Tasavvuf erbabı geçmiş ve şimdiki âlimlerinden bu tür sözleri işitiği zaman bu sözleri normal görmemeliler. Bilmeden o sözleri savunmaya kalkıp karşı tarafı tekfir etmemeliler. O sözün küfür sözü olduğunu kabul edilmesi gerek. Yoksa her cemaat âlimlerini körü körüne savunursa kötü niyetli şeyhlerin, ajanların İslam’a zarar verecek sözleri bazı cemaatler tarafından güzel görülebilir. Bu da zamanla İslam’a büyük zararlar verebilir. Bu caiz olmayan hoş görüyü malasef bazıları yapmaktadırlar.
Biz ehli sünnet vel cemaat mezhebi mensupları olarak o küfür sözlerinden dolayı, o sözleri söyleyenleri tekfir etmeyiz. Tekfir etmememiz, o sözlerin küfür sözleri olmadığı anlamına gelmez.

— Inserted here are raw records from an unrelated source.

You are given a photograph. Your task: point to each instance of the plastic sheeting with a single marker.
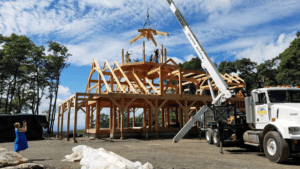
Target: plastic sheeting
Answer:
(102, 159)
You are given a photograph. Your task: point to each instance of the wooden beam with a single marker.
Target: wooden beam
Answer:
(126, 78)
(180, 82)
(95, 85)
(151, 85)
(114, 75)
(122, 118)
(114, 101)
(62, 121)
(102, 76)
(87, 118)
(68, 120)
(153, 71)
(58, 120)
(128, 104)
(161, 81)
(144, 55)
(165, 54)
(150, 104)
(122, 56)
(156, 118)
(140, 82)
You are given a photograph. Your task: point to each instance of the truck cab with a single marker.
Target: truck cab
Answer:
(278, 106)
(274, 114)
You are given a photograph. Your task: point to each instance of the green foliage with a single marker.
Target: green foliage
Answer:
(193, 64)
(289, 68)
(26, 72)
(268, 70)
(227, 67)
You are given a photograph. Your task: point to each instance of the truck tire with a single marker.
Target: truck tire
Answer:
(275, 147)
(216, 140)
(208, 135)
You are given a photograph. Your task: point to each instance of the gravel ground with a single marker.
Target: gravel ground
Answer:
(161, 153)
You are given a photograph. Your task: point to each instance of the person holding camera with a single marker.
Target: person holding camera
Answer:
(20, 141)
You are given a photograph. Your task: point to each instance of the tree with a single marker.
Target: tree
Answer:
(227, 67)
(289, 68)
(268, 70)
(247, 69)
(14, 55)
(56, 62)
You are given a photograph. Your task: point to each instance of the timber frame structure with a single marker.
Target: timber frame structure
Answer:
(127, 87)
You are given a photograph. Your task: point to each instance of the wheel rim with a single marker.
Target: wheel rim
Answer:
(271, 147)
(215, 138)
(207, 136)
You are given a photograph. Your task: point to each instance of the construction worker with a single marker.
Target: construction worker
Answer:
(127, 57)
(156, 55)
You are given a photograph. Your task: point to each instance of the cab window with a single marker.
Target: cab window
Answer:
(262, 99)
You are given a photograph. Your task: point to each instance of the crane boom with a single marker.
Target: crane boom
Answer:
(207, 64)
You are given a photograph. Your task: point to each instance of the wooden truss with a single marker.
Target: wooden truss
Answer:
(148, 33)
(130, 86)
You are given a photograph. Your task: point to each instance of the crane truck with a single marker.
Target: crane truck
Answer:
(271, 119)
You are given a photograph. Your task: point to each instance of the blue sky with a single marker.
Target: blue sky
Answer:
(227, 29)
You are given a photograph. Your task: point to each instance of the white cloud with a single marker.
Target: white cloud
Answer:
(264, 51)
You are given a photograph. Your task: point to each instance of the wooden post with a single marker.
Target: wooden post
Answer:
(119, 119)
(176, 112)
(58, 120)
(162, 54)
(161, 81)
(163, 116)
(91, 117)
(111, 83)
(122, 56)
(165, 54)
(122, 118)
(186, 112)
(62, 121)
(133, 118)
(111, 117)
(168, 116)
(98, 109)
(144, 55)
(150, 118)
(144, 118)
(68, 121)
(75, 119)
(128, 118)
(87, 117)
(99, 84)
(113, 125)
(180, 117)
(156, 118)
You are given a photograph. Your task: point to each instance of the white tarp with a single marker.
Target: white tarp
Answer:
(102, 159)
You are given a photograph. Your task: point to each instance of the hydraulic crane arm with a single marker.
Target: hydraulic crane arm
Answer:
(206, 62)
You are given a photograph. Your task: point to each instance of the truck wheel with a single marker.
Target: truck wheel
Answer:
(275, 147)
(216, 140)
(208, 135)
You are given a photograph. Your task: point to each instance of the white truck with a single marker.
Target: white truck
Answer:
(271, 119)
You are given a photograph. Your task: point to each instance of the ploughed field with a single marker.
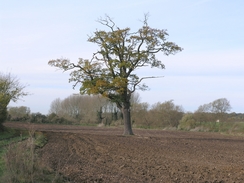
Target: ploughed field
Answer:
(93, 154)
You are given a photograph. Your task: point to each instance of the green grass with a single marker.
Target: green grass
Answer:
(6, 138)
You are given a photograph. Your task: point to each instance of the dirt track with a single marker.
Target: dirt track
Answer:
(91, 154)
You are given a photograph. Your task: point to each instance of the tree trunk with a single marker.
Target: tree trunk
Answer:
(127, 119)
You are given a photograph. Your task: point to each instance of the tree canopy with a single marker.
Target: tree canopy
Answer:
(110, 71)
(10, 89)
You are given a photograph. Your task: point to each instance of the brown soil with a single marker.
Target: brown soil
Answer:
(92, 154)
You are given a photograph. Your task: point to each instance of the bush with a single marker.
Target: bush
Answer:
(187, 122)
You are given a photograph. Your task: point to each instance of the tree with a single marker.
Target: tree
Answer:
(221, 105)
(21, 113)
(10, 89)
(110, 72)
(213, 111)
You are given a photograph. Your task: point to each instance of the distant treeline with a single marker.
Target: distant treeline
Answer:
(93, 110)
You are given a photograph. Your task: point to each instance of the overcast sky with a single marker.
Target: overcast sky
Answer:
(210, 67)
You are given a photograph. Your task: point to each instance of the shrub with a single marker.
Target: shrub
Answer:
(187, 122)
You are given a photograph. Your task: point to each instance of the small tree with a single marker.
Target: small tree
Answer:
(110, 72)
(10, 89)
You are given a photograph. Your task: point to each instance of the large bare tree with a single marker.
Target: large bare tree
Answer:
(10, 89)
(110, 72)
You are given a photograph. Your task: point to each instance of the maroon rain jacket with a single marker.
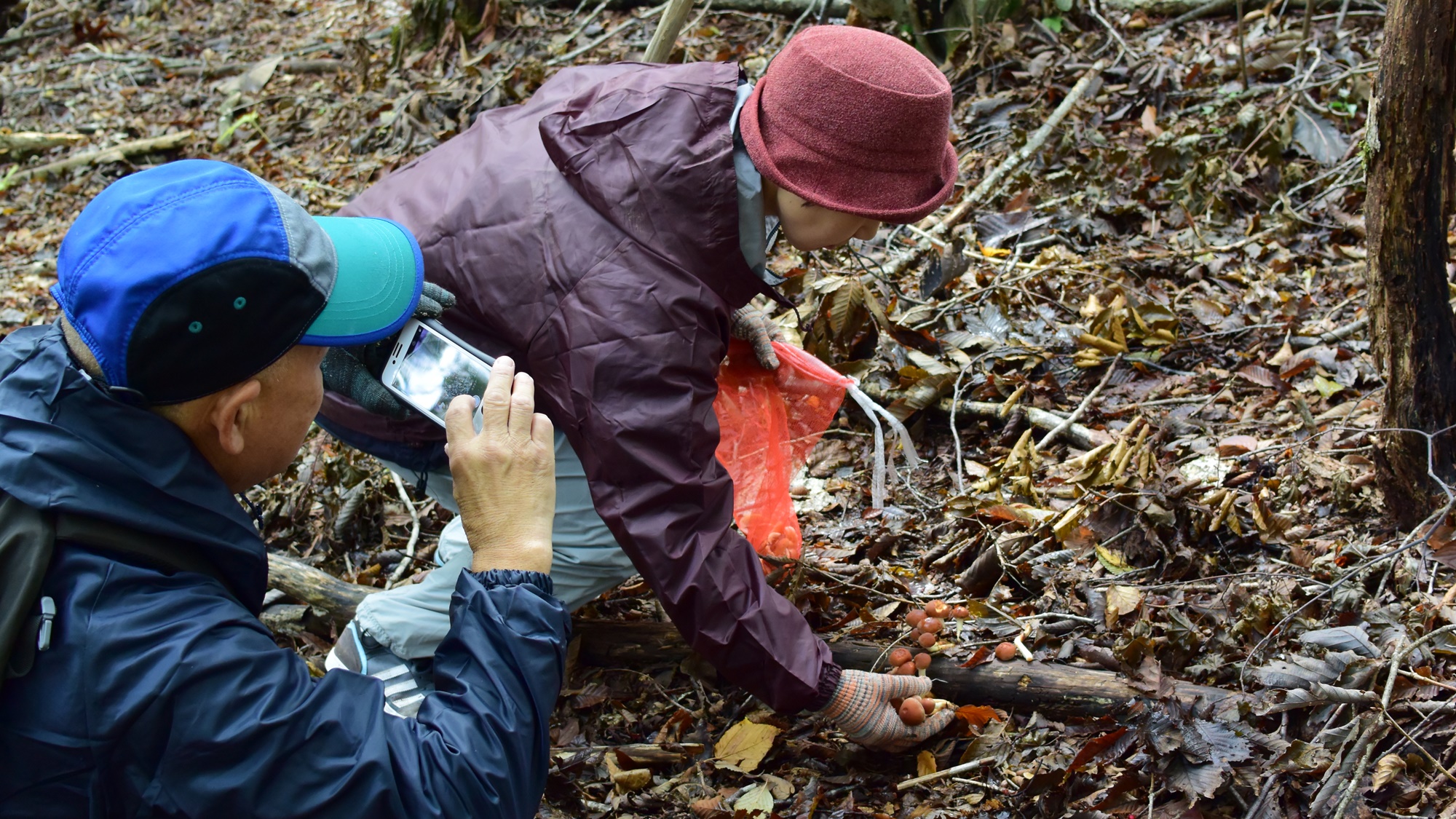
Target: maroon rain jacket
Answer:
(593, 232)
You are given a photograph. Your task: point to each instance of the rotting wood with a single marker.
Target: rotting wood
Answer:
(1077, 435)
(641, 752)
(992, 181)
(786, 8)
(323, 66)
(295, 620)
(1410, 136)
(668, 28)
(114, 154)
(24, 143)
(1055, 689)
(317, 587)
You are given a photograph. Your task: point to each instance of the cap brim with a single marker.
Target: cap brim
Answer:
(378, 286)
(882, 194)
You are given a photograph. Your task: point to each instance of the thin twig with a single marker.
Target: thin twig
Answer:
(666, 36)
(414, 534)
(1081, 408)
(950, 771)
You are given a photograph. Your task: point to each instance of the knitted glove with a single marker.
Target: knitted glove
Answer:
(433, 301)
(861, 708)
(753, 325)
(356, 371)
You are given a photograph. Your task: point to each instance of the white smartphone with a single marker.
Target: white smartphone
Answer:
(430, 366)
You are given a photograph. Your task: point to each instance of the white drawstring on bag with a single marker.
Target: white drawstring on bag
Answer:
(877, 487)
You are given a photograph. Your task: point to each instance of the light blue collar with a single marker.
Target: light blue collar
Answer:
(753, 226)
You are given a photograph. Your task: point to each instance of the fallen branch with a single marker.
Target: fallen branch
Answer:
(1013, 162)
(323, 66)
(116, 154)
(1212, 8)
(25, 36)
(786, 8)
(641, 752)
(414, 532)
(317, 587)
(1083, 438)
(1067, 423)
(950, 771)
(25, 143)
(1055, 689)
(668, 28)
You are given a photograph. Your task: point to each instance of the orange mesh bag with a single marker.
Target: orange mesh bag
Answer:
(769, 420)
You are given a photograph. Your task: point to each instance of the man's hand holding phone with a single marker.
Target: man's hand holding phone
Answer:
(506, 474)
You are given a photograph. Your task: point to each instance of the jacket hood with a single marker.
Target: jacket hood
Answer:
(69, 446)
(668, 181)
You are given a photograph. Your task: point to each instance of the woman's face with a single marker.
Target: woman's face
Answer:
(813, 228)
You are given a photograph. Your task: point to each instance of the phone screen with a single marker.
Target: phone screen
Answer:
(435, 371)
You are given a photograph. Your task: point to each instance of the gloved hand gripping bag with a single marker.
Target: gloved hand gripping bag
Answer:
(769, 420)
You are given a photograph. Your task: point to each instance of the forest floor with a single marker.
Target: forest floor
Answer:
(1186, 245)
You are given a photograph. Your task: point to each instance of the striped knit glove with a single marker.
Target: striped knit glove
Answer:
(861, 708)
(753, 325)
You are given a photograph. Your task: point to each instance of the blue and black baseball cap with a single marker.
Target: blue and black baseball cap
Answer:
(194, 276)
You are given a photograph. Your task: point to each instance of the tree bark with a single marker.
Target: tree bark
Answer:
(1407, 207)
(1058, 691)
(317, 587)
(1055, 689)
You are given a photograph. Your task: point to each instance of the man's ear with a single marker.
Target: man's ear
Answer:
(231, 411)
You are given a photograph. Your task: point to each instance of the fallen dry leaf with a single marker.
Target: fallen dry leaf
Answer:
(1235, 446)
(745, 745)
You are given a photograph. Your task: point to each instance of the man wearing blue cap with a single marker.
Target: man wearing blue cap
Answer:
(199, 302)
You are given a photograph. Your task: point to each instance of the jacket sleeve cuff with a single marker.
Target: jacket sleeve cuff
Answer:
(494, 577)
(829, 684)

O sözler haddi zatında küfür içerikli sözlerdir. Fakat biz ehl-i sünnet itikadı gereği tekfirden uzak dururuz. Bunun için o sözlerin aslını araştırıp tevil etmeye çalışırız.
İmam-ı Rabbani Hazretleri cem makamını geçerken söylenen sözlerin şeriate uymadığını şeriate uymayanın da hakikat olamayacağını söylediği gibi biz tasavvuf ehli olarak Şeriate uymayan hiçbir sözü kim söylerse söylesin kabul etmeyiz hoş görmeyiz.

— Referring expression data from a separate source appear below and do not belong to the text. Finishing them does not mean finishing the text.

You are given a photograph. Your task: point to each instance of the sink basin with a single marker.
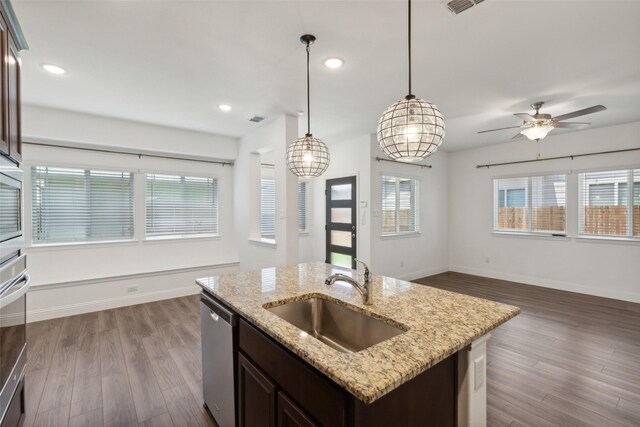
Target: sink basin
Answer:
(337, 326)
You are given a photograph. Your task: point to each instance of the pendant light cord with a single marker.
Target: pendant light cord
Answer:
(409, 44)
(308, 92)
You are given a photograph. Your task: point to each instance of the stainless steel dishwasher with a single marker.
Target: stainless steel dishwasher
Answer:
(218, 326)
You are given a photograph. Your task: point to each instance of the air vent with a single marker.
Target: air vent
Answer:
(458, 6)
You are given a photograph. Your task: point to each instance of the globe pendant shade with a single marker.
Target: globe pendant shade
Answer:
(307, 157)
(410, 130)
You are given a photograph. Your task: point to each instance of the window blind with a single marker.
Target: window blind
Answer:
(81, 205)
(530, 204)
(268, 208)
(604, 203)
(399, 205)
(180, 205)
(302, 206)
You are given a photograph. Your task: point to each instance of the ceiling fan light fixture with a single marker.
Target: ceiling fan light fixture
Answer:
(537, 131)
(308, 156)
(410, 129)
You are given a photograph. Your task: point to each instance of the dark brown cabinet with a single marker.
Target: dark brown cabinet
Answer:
(256, 396)
(11, 42)
(289, 415)
(305, 397)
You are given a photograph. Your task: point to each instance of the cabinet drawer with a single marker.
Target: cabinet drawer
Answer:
(321, 399)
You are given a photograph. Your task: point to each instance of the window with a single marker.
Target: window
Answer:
(302, 206)
(399, 205)
(180, 205)
(81, 205)
(267, 208)
(530, 204)
(604, 208)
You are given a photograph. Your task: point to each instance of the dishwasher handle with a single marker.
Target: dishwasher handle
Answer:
(218, 311)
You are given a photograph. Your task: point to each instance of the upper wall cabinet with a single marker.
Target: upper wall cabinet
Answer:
(12, 41)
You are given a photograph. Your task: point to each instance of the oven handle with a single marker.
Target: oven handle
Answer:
(5, 300)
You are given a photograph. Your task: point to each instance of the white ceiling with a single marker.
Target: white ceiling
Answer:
(173, 62)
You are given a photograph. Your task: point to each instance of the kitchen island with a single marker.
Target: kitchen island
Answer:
(435, 366)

Bayram Hoca İmam-ı Rabbani Hazretleri’nin öyle bir söz söylemediğini ifade etmişitir. İmam-ı Rabbani Hazretleri’nin, Şeyh Hamid Nehari’ye yazdığı 393. Mektupta Aynü’l-Kuzat’ın, Temhidat aldı eserinde söylenen:
“O ki, siz İlâh olarak bilirsiniz, bize göre Muhammed (Sallallahu Aleyhi ve Sellem) olmaktadır. O ki, siz Muhammed (Sallallahu Aleyhi ve Sellem) olarak bilirsiniz, bize göre yüce Sultan İlâh’tır.” diye söyleyenlerin sözünün açıklanmasını İmam-ı Rabbani Hazretileri şöyle açıklıyor:
Bu misillu ibareler, tevhidden haber verip sekrin galebesi hallinde meşayihten sudur etmektedir. O sekrin galebesi dahi, cem mertebesi bu tarikat küfrü… diye anlatılır.
Bu halde iken bu makamda olanlar sekrin galebesi hallinde Allah’tan başka bir şey görmezler onun için zahirde küfür gibi gözüken acayip sözler söylerler.Yukardaki sözü söyleyenler şöyle hissederler: “Sizin Allah ve Muhammed’i farklı görmeniz bize göre öyle değildir. İkisi birbirinin gayrı değildir. Birlerden bir bir değil, ikincisi olmayan (ehad) bir olarak görüyoruz. İkincisi olmaktan münezzeh görüyoruz” diyorlar.” Yani, ikinci bir varlık olmadığına göre Hazreti Muhammed ondan nasıl ayrı olabilir.” diyorlar, diyor İmam-ı Rabbani Hazretleri.
“Evvel, ahir, zâhir, bâtın Allah (Celle Celâlulû) olduğuna göre, ikinci bir varlığa mahal kalmıyor demek, cem’ül-cem makamındaki bir hal, salik tamamen bir gaybûbet halindedir. Kendini böyle bir duyma ve hissetme zemzemesi içinde bulan hak yolcusu, artık ne başkalarını ne de kendini duymaz hissetmez.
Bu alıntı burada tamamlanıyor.